Using Out-Of-Network Providers To Get Your Medical Care
Out-of-network providers are providers that are not part of the BlueCare Plus provider network. You must use network providers except in emergency or urgent care situations or for out-of-area renal dialysis or other services. If you obtain routine care from out-of-network providers, neither Medicare nor BlueCare Plus will be responsible for the costs.
If the circumstances are unusual or extraordinary, and network providers are temporarily unavailable or inaccessible, our plan will allow you to get covered services from an out-of-network provider at the in-network cost sharing amount. Please contact us for more information about what you should do if you need to get care from an out-of-network provider.

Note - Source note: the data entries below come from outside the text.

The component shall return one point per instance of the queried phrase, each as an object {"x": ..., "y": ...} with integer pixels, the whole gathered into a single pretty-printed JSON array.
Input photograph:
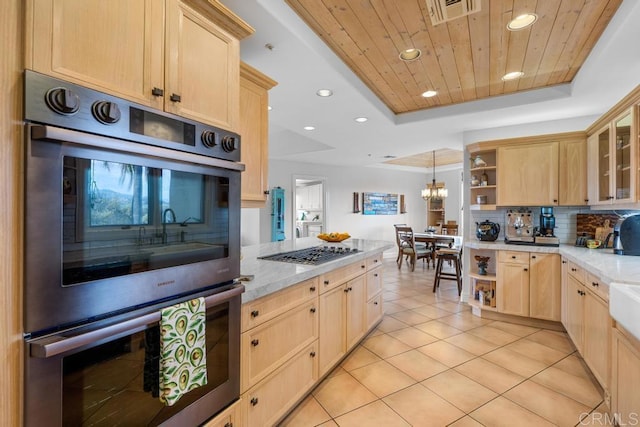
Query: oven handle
[
  {"x": 57, "y": 344},
  {"x": 39, "y": 132}
]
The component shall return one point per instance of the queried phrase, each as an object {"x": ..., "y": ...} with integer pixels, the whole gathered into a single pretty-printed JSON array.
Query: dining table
[{"x": 434, "y": 241}]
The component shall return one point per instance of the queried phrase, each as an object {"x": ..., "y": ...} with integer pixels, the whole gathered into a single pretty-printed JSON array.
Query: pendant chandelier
[{"x": 433, "y": 192}]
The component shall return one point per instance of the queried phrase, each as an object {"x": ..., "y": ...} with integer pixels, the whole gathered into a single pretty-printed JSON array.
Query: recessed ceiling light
[
  {"x": 410, "y": 54},
  {"x": 512, "y": 75},
  {"x": 522, "y": 21}
]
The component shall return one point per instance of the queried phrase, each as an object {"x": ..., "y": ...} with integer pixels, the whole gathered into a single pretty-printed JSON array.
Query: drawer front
[
  {"x": 598, "y": 287},
  {"x": 515, "y": 257},
  {"x": 268, "y": 401},
  {"x": 267, "y": 346},
  {"x": 257, "y": 312},
  {"x": 374, "y": 282},
  {"x": 576, "y": 271},
  {"x": 375, "y": 310},
  {"x": 341, "y": 275},
  {"x": 374, "y": 261}
]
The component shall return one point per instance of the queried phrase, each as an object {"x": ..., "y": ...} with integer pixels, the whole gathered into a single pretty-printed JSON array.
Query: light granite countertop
[
  {"x": 599, "y": 262},
  {"x": 272, "y": 276}
]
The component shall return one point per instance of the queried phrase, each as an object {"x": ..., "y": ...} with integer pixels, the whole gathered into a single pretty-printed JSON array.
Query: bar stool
[{"x": 454, "y": 256}]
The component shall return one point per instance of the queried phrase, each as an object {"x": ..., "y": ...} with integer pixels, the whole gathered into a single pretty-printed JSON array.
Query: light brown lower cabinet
[
  {"x": 625, "y": 375},
  {"x": 528, "y": 284},
  {"x": 270, "y": 399},
  {"x": 587, "y": 321}
]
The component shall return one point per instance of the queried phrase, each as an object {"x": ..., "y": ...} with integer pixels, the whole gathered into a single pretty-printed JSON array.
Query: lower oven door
[{"x": 105, "y": 376}]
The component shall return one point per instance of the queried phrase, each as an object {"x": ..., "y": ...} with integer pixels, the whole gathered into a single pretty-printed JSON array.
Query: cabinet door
[
  {"x": 575, "y": 311},
  {"x": 254, "y": 143},
  {"x": 331, "y": 328},
  {"x": 624, "y": 159},
  {"x": 268, "y": 401},
  {"x": 528, "y": 175},
  {"x": 544, "y": 283},
  {"x": 512, "y": 289},
  {"x": 202, "y": 69},
  {"x": 356, "y": 310},
  {"x": 597, "y": 337},
  {"x": 113, "y": 46},
  {"x": 267, "y": 346},
  {"x": 600, "y": 161},
  {"x": 572, "y": 173}
]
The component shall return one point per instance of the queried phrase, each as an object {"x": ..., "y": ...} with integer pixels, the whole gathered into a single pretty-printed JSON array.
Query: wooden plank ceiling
[{"x": 463, "y": 59}]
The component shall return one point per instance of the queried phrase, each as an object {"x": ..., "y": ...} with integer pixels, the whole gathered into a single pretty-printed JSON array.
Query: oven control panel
[{"x": 57, "y": 102}]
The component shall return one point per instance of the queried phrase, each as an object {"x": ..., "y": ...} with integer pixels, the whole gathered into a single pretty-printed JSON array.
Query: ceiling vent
[{"x": 447, "y": 10}]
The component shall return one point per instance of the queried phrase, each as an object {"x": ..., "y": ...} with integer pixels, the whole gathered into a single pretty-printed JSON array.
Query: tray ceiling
[{"x": 463, "y": 59}]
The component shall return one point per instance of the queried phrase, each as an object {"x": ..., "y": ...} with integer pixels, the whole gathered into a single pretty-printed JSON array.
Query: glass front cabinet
[{"x": 613, "y": 163}]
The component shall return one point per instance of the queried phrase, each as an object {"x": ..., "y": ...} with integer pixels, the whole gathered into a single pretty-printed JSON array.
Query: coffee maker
[{"x": 544, "y": 234}]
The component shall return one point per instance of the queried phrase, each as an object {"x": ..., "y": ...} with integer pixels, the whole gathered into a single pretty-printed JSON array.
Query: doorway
[{"x": 309, "y": 206}]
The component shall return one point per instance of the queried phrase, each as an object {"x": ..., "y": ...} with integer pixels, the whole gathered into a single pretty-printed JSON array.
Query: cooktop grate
[{"x": 312, "y": 256}]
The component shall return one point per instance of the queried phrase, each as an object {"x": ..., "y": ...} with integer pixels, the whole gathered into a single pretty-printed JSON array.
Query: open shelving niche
[
  {"x": 482, "y": 292},
  {"x": 489, "y": 190}
]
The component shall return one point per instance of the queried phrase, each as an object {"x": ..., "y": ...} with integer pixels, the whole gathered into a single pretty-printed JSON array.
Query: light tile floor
[{"x": 430, "y": 362}]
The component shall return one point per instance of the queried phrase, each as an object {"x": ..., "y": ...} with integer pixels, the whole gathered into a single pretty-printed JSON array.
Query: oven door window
[
  {"x": 121, "y": 218},
  {"x": 116, "y": 383}
]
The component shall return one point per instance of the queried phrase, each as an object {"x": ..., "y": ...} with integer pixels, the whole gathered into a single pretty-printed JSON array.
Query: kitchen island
[
  {"x": 299, "y": 321},
  {"x": 594, "y": 293}
]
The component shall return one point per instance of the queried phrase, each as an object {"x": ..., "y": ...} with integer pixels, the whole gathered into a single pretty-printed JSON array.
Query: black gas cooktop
[{"x": 312, "y": 256}]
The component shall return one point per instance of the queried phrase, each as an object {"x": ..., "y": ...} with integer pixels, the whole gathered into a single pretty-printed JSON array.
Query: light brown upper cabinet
[
  {"x": 527, "y": 174},
  {"x": 254, "y": 131},
  {"x": 178, "y": 56},
  {"x": 572, "y": 173},
  {"x": 613, "y": 162}
]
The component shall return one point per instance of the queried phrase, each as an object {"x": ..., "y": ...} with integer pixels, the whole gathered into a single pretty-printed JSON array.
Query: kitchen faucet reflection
[{"x": 164, "y": 223}]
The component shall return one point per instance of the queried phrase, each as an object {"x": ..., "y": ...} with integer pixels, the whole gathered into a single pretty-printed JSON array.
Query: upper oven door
[{"x": 108, "y": 229}]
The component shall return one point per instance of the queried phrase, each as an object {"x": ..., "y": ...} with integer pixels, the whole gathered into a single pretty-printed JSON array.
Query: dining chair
[{"x": 408, "y": 249}]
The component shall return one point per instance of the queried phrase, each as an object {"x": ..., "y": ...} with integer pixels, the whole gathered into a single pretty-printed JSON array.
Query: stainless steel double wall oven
[{"x": 127, "y": 210}]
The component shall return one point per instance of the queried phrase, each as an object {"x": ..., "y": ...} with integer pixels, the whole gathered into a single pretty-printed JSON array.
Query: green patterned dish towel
[{"x": 183, "y": 365}]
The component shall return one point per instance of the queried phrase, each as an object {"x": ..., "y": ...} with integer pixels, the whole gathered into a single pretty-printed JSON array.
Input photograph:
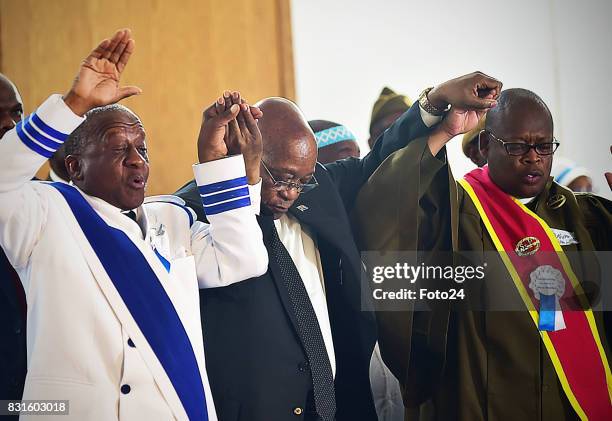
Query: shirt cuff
[
  {"x": 46, "y": 129},
  {"x": 429, "y": 119},
  {"x": 255, "y": 193},
  {"x": 222, "y": 185}
]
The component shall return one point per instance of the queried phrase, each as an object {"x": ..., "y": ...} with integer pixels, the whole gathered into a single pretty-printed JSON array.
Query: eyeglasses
[
  {"x": 521, "y": 148},
  {"x": 290, "y": 185}
]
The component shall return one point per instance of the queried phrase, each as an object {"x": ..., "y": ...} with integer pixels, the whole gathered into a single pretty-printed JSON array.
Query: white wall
[{"x": 347, "y": 50}]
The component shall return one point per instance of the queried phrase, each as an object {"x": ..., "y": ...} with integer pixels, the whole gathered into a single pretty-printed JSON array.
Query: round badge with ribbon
[{"x": 548, "y": 286}]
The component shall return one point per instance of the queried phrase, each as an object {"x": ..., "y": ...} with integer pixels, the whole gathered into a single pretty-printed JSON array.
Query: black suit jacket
[
  {"x": 12, "y": 333},
  {"x": 255, "y": 360}
]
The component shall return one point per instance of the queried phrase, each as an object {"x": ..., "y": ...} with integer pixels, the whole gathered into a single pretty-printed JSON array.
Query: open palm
[{"x": 97, "y": 82}]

If You Get a Bill From an Out-of-Network Provider
As a member of BlueCare Plus, you have no cost-sharing for most services covered by our plan. Providers are not allowed to bill you for more than your share of the cost or “balance bill.” This includes instances when our payment plus TennCare’s payment are less than the provider charges for a service. Providers are also not allowed to add additional separate charges.
If you get a bill from an out-of-network provider for services covered by your plan, you should not pay the bill and should instead send us the bill along with documentation of any payments you may have already made. We will process the bill and determine your liability for the cost. Please refer to your Evidence of Coverage (EOC) for more information on how to submit the bill to us.
If you believe a provider has “balance billed” you, please call Member Service at 1-800-332-5762. TTY users should call 711.

Emergency Coverage
If you have a medical emergency:

  • Get help as quickly as possible. Call 911 for help or go to the nearest emergency room, hospital, or urgent care center. Call for an ambulance if you need it. You do not need to get approval or a referral first from your primary care provider.
  • As soon as possible, make sure that our plan has been told about your emergency. We need to follow up on your emergency care. You or someone else should call to tell us about your emergency care, if possible within the first 48 hours. Contact Member Service at 1-800-332-5762.

You may get covered emergency medical care whenever you need it, anywhere in the United States or its territories. For example, you can get emergency medical care and post-stabilization care at a hospital or emergency room.
If you have an emergency, we will talk with the doctors who are giving you emergency care to help manage and follow up on your care. The doctors who are giving you emergency care will decide when your condition is stable and the medical emergency is over. Prior authorization may be required for follow-up care after the emergency is over. If your emergency care is provided by out-of-network providers, we will try to assist you with finding network providers to take over your care as soon as your medical condition and the circumstances allow.

Pharmacy Directory Information
This tool provides a list of the BlueCare Plus network pharmacies. To get a complete description of your prescription coverage, including how to fill your prescriptions, please review the Evidence of Coverage and BlueCare Plus formulary.
We call the pharmacies on this list our “network pharmacies” because we have made arrangements with them to provide prescription drugs to Plan members. In most cases, your prescriptions are covered under our plan only if they are filled at a network pharmacy or through our mail order pharmacy service. Once you go to one pharmacy, you are not required to continue going to the same pharmacy to fill your prescription but can switch to any other of our network pharmacies. We will fill prescriptions at non-network pharmacies under certain circumstances as described in your Evidence of Coverage.